Shrouds of Silence

The fog now completely obscured her shape and the wind muffled the sounds of her existence. I watched helplessly as she slowly disappeared, and I waited. For many years. 
 
 

As sudden as her dissolution was slow, her singing voice cut through the thick air, and the haze lifted. Bright as the sun that illuminated this transformation, was her face—eyes like stars, skin like a mirror, a smile that embraced the world.

She was free once more, and I could die. I no longer had to hold the fort for her.
 
 

As she stepped into the body in which I kept vigil, the things to which I had become accustomed were suddenly irksome. The skin turned to hide, the leaden chest and ashen head, the empty coffers of the imagination, the exhausted timbre of every thought… the boredom, the bitterness. Unbearable above all, were the shrouds of silence that envelop the spirit.

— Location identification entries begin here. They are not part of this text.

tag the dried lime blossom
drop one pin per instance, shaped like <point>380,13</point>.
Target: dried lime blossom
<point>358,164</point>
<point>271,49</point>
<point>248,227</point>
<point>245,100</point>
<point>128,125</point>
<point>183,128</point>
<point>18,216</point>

The voice that drops lower and lower, fading softly.
The words that catch in the throat.
The words that are scrambled before they can be written.
The thoughts that remain sentence fragments.
The sighs that settle like concrete in the gut.
The tears that are trapped with the sobs that are muted.
The song that changes from rhapsody to dirge, and then simply dies.
The note that catches and the tone that is tremulous.
The air that is now just a whisper.

Unexpressed. Incomplete.
Fighting, flailing, failing, spent.
 
 

As she steps into this body again, she caresses it, with bare and then lotioned hands. She disentangles the matted hair that marks both mourning and renunciation. Her glance repossesses the world, and her mind prepares a fresh inventory of dreams and desires. She raises her head. She lifts her voice. She sings.

And with her song, the fire destroys every last vestige of me, releasing me from my vigil over her life.